Subito dopo ebbero una prima sepoltura segreta presso la dimora di Quirinius prossima al Colosseo. Con l’editto di Costantino i corpi di Abdon e Sennen furono traslati nel cimitero di Ponziano sul colle del Gianicolo e il culto dei due protomartiri divenne pubblico.
Papa Damaso I (366-384) provvide a ornare il loro sepolcro e successivamente nei pressi del cimitero venne realizzata una chiesa a loro dedicata. Nelle catacombe di Ponziano ancora oggi è visibile un dipinto che raffigura Abdon e Sennen accanto a Cristo, affiancati da altri due santi, Milex e Vincenzo.
I due protomartiri sono vestiti secondo la tradizione persiana (cappello frigio e una tunica corta al ginocchio con maniche) e sono situati uno alla destra e l’altro alla sinistra di Cristo che indicano in modo speculare. Gesù dal cielo pone sulla testa dei martiri persiani il diadema: «Metti sul tuo capo il diadema di gloria dell’Eterno» (Baruc, 5, 2).
Il movimento circolare fondamento del martirio — in Cristo vivo e da Cristo ho ricevuto la vita e a Lui la consegno — è visibile nel dipinto grazie alla circolarità creata dal gesto dell’incoronazione dei martiri a opera di Cristo e il loro gesto che rimanda a Cristo stesso. La Chiesa primitiva aveva la consapevolezza che questi protomartiri hanno dato una testimonianza esimia di come vivere imitando Cristo: le loro reliquie diventarono catechesi vibrante.

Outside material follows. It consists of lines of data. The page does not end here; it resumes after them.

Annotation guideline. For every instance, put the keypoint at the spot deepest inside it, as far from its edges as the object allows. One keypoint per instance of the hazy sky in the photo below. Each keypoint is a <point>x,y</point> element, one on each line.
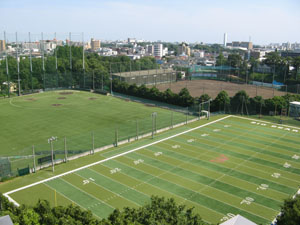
<point>266,21</point>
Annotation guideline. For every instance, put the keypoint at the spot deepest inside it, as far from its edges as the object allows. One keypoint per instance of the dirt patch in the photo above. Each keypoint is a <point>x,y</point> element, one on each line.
<point>30,99</point>
<point>66,93</point>
<point>149,105</point>
<point>213,87</point>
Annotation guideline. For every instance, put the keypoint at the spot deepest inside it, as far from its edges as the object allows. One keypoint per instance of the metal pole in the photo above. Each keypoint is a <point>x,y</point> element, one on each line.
<point>137,130</point>
<point>52,157</point>
<point>93,80</point>
<point>116,138</point>
<point>152,126</point>
<point>30,61</point>
<point>56,65</point>
<point>70,36</point>
<point>102,81</point>
<point>18,64</point>
<point>83,66</point>
<point>93,141</point>
<point>66,152</point>
<point>33,153</point>
<point>110,78</point>
<point>43,57</point>
<point>7,73</point>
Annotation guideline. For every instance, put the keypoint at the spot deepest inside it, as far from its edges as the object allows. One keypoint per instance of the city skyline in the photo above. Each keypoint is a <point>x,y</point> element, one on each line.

Per questo si pensa che Zanobi, ordinato da Damaso I metropolita di Toscana nel 370, portò a Firenze dei frammenti di reliquie dei protomartiri persiani che provvide a riporre nell’altare maggiore del Duomo. E così avvenne in seguito in molte altre occasioni. Reliquie dei santi Abdon e Sennen furono portate nelle chiese romane di San Salvatore alle Coppelle e di Santa Susanna. Si diffusero lungo la via francigena e se ne trovano al museo d’arte sacra di Abbadia San Salvatore, sull’Amiata.
Papa Gregorio IV (827-844) traslò i corpi dei martiri Abdon e Sennen nella chiesa di San Marco Evangelista al Campidoglio dove ancora oggi nell’altare maggiore si conservano i resti.
Nel 1659 fu completato il ciclo di affreschi che sulla parete destra della navata centrale descrive la vita di Abdon e Sennen con quattro episodi.
Molto altro si dovrebbe scrivere riguardo ad Abdon e Sennen, figli della Chiesa nata nell’attuale Iran tra il 79 e il 116 e fondata da Bartolomeo e Tommaso apostoli, dai santi re Magi di ritorno da Betlemme e da Mâr Mârî di Edessa (79-116).
Ma anche sugli altri santi persiani di Roma come la famiglia dei santi martiri (gli sposi Mario e Marta con i figli Audiface e Abaco, venuti a Roma per venerare le tombe degli apostoli Pietro e Paolo e che lungo la via Boccea trovarono il martirio), Anastasio martire e Onofrio anacoreta, che visse nell’eremo dove oggi sorge la chiesa a lui dedicata sul Gianicolo. Non si tratta solo di storie belle e dense di fascino, ma di realtà che ci ricordano che la nostra fede nasce a Oriente e che siamo debitori verso chi giunse a Roma a motivo dell’amore verso Cristo e qui versò il suo sangue.
Roma e la Chiesa godono di questa elezione da parte dei martiri che, nati provvisoriamente in un luogo, a poco a poco seguendo Cristo sono rinati definitivamente nell’Urbe. A noi il compito di raccontare e custodire la memoria (magari facendo tornare evidente la loro festa nel calendario liturgico) e di costruirne il futuro.
N.B. de Gli scritti. La Depositio martyrum del "cronografo del 354" ricorda già il loro martirio: III kal. augusti Abdos et Semnes in Pontiani, quod est ad Ursum pileatum. La notizia si ritrova nel martirologio geronimiano. La Passio che racconta in dettaglio le loro vicende è altomedioevale e non è storicamente attendibile nei particolari.